CRED iQ’s distress rate for all property types increased from 7.61% to 8.35%, a 74 basis points jump in April. Multifamily saw a whopping increase distress rate increase – from 3.7% in the March print to 7.2% in April. The increase is mostly attributable to a $1.75 billion loan ($561,000/unit) backed by Parkmerced, a 3,221-unit multifamily property in San Francisco.

CRED iQ’s distress rate aggregates the two indicators of distress – delinquency rate and specially serviced rate – yielding the distress rate The index includes any loan with a payment status of 30+ days or worse, any loan actively with the special servicer, and includes non-performing and performing loans that have failed to pay off at maturity.
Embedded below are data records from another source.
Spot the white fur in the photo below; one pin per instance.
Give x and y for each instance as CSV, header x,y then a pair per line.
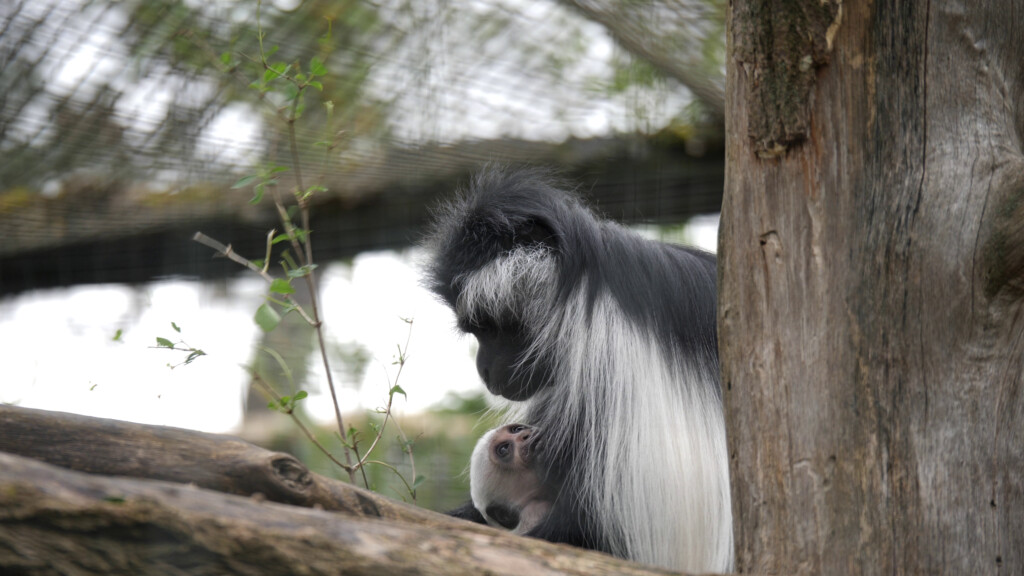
x,y
660,476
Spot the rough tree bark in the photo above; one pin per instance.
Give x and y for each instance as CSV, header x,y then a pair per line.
x,y
224,506
871,295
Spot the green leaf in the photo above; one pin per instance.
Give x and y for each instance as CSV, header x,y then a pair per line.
x,y
257,194
301,271
282,286
316,67
266,318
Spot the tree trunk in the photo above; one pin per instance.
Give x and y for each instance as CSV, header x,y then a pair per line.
x,y
871,282
56,521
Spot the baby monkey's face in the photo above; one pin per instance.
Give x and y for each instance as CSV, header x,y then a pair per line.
x,y
504,484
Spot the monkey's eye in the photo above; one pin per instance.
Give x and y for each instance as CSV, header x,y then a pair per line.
x,y
503,450
481,326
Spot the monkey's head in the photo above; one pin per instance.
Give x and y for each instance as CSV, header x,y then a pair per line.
x,y
504,484
499,260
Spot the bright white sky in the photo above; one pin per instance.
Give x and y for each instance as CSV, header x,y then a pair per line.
x,y
59,353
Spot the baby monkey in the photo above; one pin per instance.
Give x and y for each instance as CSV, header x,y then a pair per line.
x,y
505,485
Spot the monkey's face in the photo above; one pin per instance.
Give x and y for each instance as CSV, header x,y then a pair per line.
x,y
505,485
500,361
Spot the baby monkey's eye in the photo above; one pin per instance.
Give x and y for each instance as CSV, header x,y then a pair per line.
x,y
503,450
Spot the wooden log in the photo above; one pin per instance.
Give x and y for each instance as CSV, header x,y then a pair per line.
x,y
55,521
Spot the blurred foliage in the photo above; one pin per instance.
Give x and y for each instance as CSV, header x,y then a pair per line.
x,y
140,89
443,441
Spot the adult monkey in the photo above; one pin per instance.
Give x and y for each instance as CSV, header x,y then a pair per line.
x,y
606,341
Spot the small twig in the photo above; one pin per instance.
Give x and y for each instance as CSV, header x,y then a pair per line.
x,y
226,250
268,389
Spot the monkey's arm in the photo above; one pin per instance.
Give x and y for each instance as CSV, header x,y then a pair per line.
x,y
567,525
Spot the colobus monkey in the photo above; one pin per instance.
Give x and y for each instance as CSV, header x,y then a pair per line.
x,y
606,342
505,485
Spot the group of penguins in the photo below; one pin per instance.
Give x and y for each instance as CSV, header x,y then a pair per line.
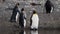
x,y
34,19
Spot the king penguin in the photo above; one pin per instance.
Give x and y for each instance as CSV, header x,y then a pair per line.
x,y
22,18
34,21
15,13
49,6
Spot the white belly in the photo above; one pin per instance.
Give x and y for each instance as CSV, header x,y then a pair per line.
x,y
51,9
35,21
17,16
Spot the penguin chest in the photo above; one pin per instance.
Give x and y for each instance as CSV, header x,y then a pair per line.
x,y
17,15
24,22
35,21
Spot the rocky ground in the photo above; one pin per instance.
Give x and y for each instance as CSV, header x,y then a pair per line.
x,y
51,20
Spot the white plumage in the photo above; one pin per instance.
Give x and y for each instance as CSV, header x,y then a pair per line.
x,y
35,21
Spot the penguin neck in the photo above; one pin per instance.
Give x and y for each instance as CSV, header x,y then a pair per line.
x,y
35,14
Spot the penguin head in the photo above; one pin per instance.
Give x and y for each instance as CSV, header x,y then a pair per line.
x,y
34,12
17,4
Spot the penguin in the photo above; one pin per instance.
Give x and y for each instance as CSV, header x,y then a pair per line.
x,y
49,6
34,21
34,4
34,31
22,32
22,18
15,13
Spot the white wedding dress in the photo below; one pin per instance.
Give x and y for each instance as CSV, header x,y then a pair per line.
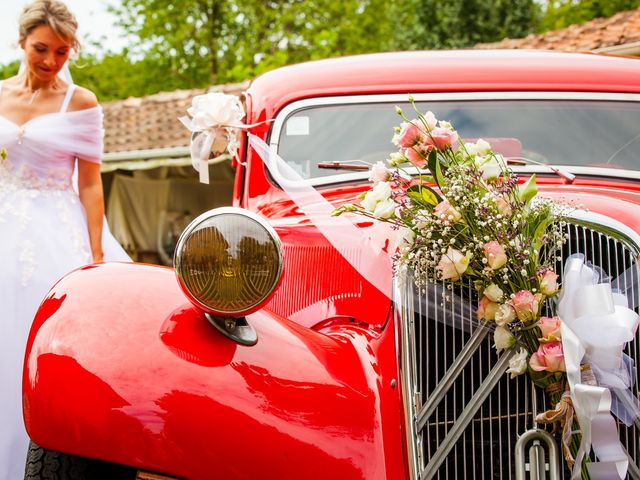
x,y
43,235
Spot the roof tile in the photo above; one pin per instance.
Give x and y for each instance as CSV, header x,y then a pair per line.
x,y
621,28
152,122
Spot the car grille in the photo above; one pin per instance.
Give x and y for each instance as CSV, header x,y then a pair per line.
x,y
465,414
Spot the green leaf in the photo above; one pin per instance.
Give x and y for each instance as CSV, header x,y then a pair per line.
x,y
426,178
528,190
424,195
432,160
438,174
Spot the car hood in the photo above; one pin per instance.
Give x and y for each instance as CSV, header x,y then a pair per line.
x,y
597,202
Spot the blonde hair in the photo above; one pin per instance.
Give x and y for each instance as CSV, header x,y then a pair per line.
x,y
52,13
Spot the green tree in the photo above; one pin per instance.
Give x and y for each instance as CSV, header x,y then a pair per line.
x,y
562,13
184,38
435,24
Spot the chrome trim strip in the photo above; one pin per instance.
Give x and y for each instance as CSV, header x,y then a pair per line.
x,y
460,96
447,380
521,458
608,226
597,226
407,366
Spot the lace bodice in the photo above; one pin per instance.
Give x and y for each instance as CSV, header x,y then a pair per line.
x,y
41,153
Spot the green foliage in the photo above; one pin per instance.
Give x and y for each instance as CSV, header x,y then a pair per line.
x,y
10,69
180,44
562,13
436,24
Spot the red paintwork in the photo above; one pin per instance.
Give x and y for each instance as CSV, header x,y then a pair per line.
x,y
420,72
144,380
122,367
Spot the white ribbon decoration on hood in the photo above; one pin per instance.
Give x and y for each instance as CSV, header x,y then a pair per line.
x,y
596,325
363,252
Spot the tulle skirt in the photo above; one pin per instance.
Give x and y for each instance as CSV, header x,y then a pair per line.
x,y
43,236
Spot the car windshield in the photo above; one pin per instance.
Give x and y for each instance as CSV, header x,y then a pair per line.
x,y
596,133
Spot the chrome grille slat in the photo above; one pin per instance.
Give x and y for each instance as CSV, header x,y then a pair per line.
x,y
484,442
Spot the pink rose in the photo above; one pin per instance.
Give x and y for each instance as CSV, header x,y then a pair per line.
x,y
486,309
550,328
526,305
549,357
418,154
410,134
504,315
443,137
548,282
493,251
453,264
444,210
504,207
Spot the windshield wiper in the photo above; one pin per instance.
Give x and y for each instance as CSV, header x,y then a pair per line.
x,y
343,165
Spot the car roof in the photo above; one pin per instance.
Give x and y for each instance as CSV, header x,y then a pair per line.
x,y
445,71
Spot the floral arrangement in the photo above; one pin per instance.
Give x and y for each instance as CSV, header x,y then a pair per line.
x,y
466,218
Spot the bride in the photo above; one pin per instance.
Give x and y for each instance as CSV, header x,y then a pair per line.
x,y
48,225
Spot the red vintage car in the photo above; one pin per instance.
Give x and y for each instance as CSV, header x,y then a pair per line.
x,y
270,356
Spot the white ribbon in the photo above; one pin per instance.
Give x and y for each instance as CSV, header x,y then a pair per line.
x,y
596,325
218,137
367,254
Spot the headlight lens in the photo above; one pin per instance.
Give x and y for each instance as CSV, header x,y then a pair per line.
x,y
228,261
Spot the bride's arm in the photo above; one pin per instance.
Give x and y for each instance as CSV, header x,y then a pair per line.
x,y
92,198
90,181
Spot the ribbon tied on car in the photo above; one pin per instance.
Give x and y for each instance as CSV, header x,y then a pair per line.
x,y
596,326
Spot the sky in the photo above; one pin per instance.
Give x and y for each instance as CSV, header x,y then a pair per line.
x,y
94,23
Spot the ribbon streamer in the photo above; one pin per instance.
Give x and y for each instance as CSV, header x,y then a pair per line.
x,y
596,325
562,414
205,138
366,254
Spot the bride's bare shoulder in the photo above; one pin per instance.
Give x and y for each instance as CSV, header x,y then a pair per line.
x,y
82,99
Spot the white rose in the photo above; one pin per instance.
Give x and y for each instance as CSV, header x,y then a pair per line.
x,y
381,192
405,238
518,363
214,109
490,166
502,339
431,120
385,209
504,315
379,173
493,292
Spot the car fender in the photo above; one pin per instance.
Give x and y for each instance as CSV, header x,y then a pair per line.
x,y
120,366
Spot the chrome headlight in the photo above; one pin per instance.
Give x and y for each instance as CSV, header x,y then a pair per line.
x,y
228,261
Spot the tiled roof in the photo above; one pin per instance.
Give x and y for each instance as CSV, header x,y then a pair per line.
x,y
621,29
151,122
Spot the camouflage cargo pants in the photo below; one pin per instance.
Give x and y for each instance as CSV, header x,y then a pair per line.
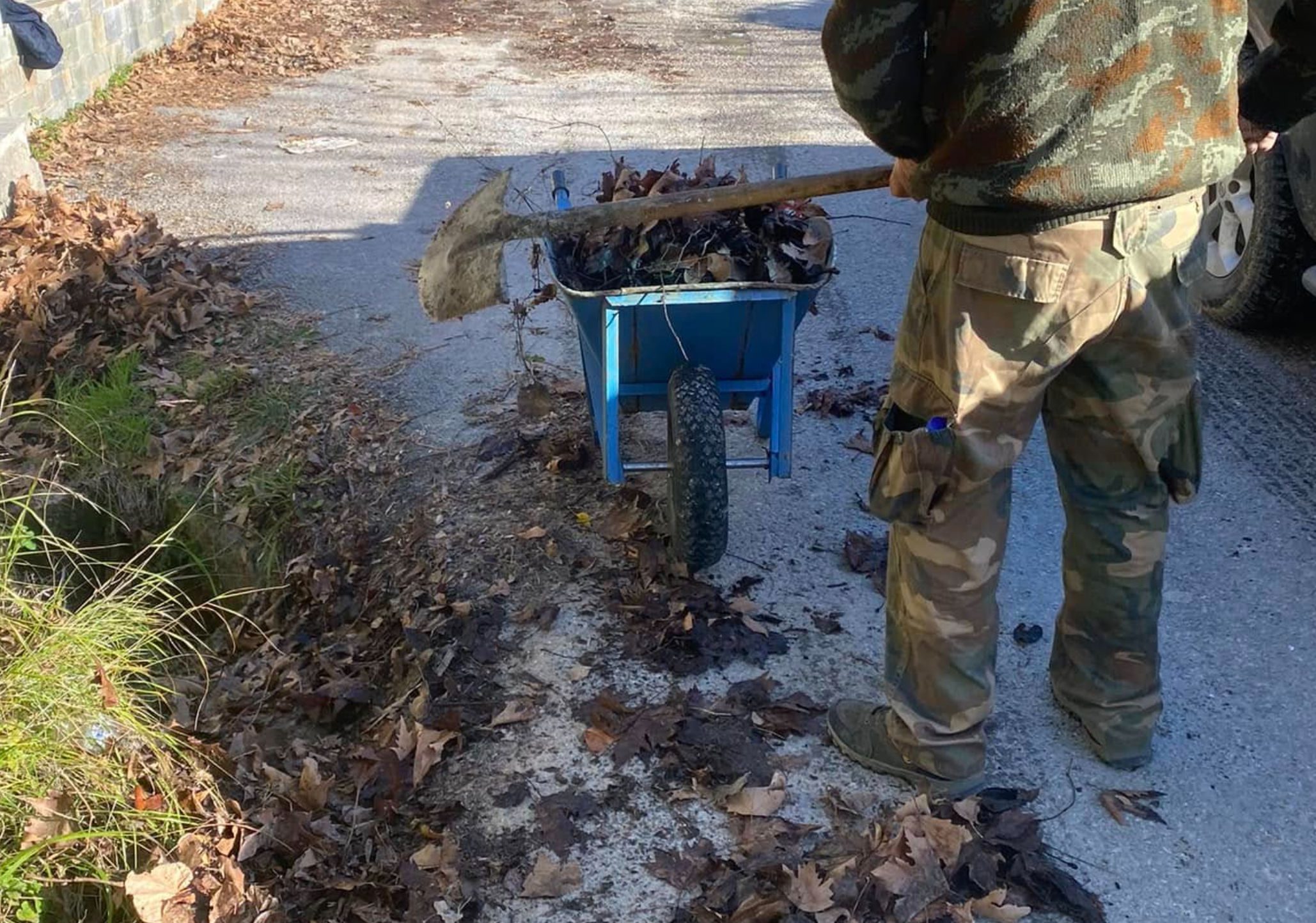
x,y
1087,325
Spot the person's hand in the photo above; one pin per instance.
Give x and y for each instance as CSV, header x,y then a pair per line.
x,y
903,185
1257,139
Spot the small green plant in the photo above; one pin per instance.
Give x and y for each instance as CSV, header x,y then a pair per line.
x,y
47,134
119,79
269,409
282,336
91,779
109,417
271,495
223,384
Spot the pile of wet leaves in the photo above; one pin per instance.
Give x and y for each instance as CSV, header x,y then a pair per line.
x,y
705,747
82,282
785,244
671,619
981,859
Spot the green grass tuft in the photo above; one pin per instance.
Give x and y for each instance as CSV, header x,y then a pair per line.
x,y
223,384
47,134
84,650
111,417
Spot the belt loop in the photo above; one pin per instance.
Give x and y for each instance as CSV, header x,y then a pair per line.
x,y
1131,231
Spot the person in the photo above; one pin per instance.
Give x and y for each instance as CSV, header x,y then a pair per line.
x,y
1063,150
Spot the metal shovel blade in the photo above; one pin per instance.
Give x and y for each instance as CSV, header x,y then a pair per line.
x,y
462,268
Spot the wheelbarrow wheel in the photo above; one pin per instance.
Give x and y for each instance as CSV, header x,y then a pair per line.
x,y
696,451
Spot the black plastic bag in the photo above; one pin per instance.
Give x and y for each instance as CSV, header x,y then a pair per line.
x,y
38,47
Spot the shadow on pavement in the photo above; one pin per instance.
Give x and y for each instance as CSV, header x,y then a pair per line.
x,y
804,15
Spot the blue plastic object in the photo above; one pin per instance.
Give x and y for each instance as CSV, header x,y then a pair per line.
x,y
632,339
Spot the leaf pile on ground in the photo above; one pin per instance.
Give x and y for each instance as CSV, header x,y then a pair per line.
x,y
845,401
82,282
981,859
671,619
785,244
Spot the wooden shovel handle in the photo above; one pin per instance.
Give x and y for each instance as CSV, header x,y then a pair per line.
x,y
634,212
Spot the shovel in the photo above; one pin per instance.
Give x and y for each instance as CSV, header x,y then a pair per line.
x,y
462,270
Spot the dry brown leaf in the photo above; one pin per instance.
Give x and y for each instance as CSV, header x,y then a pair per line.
x,y
994,908
742,605
228,901
761,909
551,879
430,857
760,802
598,741
312,788
49,818
108,697
429,751
807,889
946,838
513,713
1139,803
405,740
152,892
918,883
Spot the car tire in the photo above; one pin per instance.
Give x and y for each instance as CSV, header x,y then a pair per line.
x,y
1257,247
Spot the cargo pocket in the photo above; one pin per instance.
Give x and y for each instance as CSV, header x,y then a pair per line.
x,y
1181,469
914,446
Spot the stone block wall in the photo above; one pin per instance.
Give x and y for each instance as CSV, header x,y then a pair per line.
x,y
99,36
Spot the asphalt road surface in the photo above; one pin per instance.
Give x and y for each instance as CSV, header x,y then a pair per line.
x,y
745,81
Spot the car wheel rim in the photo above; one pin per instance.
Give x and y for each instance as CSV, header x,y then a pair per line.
x,y
1228,220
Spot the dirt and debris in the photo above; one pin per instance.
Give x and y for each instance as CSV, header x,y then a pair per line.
x,y
977,859
689,626
1140,805
703,747
868,554
1026,634
865,398
785,244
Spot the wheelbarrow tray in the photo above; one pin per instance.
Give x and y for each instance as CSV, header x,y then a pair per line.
x,y
744,333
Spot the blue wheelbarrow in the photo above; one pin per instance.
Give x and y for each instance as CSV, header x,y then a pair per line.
x,y
693,352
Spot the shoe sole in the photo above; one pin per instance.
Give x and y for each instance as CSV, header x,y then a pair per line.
x,y
935,788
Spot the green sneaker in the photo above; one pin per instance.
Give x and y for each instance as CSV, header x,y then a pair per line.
x,y
859,731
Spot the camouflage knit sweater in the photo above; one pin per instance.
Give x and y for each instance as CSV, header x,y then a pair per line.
x,y
1031,113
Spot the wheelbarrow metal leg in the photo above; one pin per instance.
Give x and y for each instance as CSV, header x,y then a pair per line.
x,y
783,396
611,420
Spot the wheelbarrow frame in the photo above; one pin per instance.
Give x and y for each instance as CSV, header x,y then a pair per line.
x,y
616,379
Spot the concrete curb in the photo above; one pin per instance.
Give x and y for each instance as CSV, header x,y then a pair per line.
x,y
16,160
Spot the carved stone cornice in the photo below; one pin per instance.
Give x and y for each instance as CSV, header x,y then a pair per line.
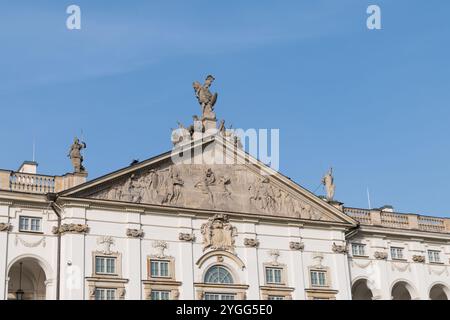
x,y
135,233
296,246
71,228
186,237
419,259
379,255
251,243
5,226
338,248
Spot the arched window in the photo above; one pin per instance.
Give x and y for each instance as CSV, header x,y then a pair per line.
x,y
218,274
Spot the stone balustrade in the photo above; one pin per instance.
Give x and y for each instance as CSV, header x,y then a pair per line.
x,y
38,183
399,220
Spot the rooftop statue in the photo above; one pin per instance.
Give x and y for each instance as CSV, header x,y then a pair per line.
x,y
75,155
206,99
328,182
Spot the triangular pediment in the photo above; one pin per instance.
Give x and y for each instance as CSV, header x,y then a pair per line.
x,y
241,185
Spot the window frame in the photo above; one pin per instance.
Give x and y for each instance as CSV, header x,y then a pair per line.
x,y
397,249
437,253
360,245
29,224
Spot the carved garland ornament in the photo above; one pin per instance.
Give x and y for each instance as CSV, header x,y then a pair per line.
x,y
72,228
135,233
380,255
296,246
218,233
251,243
338,248
5,226
186,237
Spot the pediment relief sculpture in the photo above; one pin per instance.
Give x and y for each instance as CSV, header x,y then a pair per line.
x,y
71,228
214,187
135,233
218,233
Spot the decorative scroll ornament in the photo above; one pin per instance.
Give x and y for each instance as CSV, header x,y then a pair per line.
x,y
30,244
296,246
5,226
160,246
72,228
251,243
218,233
380,255
106,242
186,236
135,233
338,248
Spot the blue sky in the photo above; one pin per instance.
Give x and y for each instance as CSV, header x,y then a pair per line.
x,y
372,104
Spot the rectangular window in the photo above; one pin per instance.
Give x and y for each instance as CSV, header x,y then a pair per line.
x,y
358,249
160,295
318,278
106,265
159,268
273,275
30,224
219,296
434,256
397,253
105,294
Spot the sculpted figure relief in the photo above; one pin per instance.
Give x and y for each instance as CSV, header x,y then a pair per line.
x,y
218,233
328,182
205,98
75,155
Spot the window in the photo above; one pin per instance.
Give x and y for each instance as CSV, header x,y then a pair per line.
x,y
159,268
358,249
160,295
219,296
30,224
434,256
218,274
318,278
396,253
273,275
105,294
105,265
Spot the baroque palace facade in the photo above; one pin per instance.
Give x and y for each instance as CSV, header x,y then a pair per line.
x,y
177,227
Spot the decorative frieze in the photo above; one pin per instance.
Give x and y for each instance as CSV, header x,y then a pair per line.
x,y
186,237
5,226
30,244
338,248
296,246
135,233
380,255
251,243
71,228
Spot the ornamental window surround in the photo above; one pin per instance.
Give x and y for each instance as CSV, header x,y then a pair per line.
x,y
30,224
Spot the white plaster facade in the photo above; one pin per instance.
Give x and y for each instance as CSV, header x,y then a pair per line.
x,y
293,244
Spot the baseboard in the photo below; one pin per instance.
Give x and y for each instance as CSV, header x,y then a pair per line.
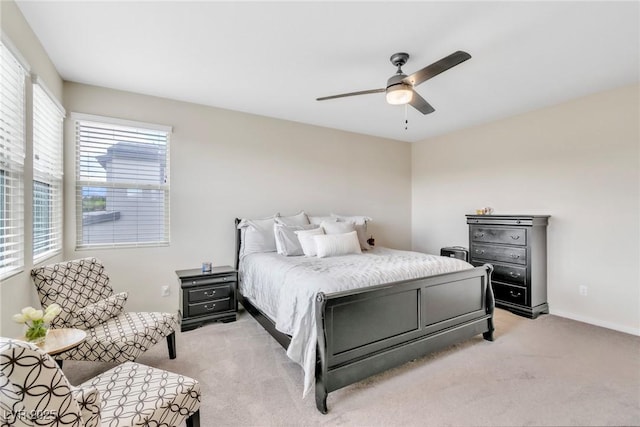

The Trepp CMBS Special Servicing Rate leaped in April, rising 80 basis points to reach 8.11%. This marks the largest monthly jump that the rate has experienced in nearly four years, with higher monthly upticks only reached during the COVID-19 pandemic in mid-2020. The biggest movers were by far ‘Other’ properties and multifamily (yellow line), which increased a whopping 236 basis points and 269 basis points, respectively.

And From Bloomberg:
CRE CLO issuance surged to $45 billion in 2021, a 137% increase from two years earlier, when buyers of apartment blocks sought to profit from the wave of workers moving to the Sun Belt from big cities. Three-year loans would give them time to complete upgrades and refinance, the thinking went.
Fast forward to today and the debt underpinning many of the bonds is coming due for repayment at a time when there’s less appetite for real estate lending, insurance costs have skyrocketed and monetary policy remains tight. Hedges against borrowing cost increases are also expiring and cost significantly more to purchase now.
Those blows helped increase multifamily assets classed as distressed to almost $10 billion at the end of March, a 33% rise since the end of September, according to data compiled by MSCI Real Assets.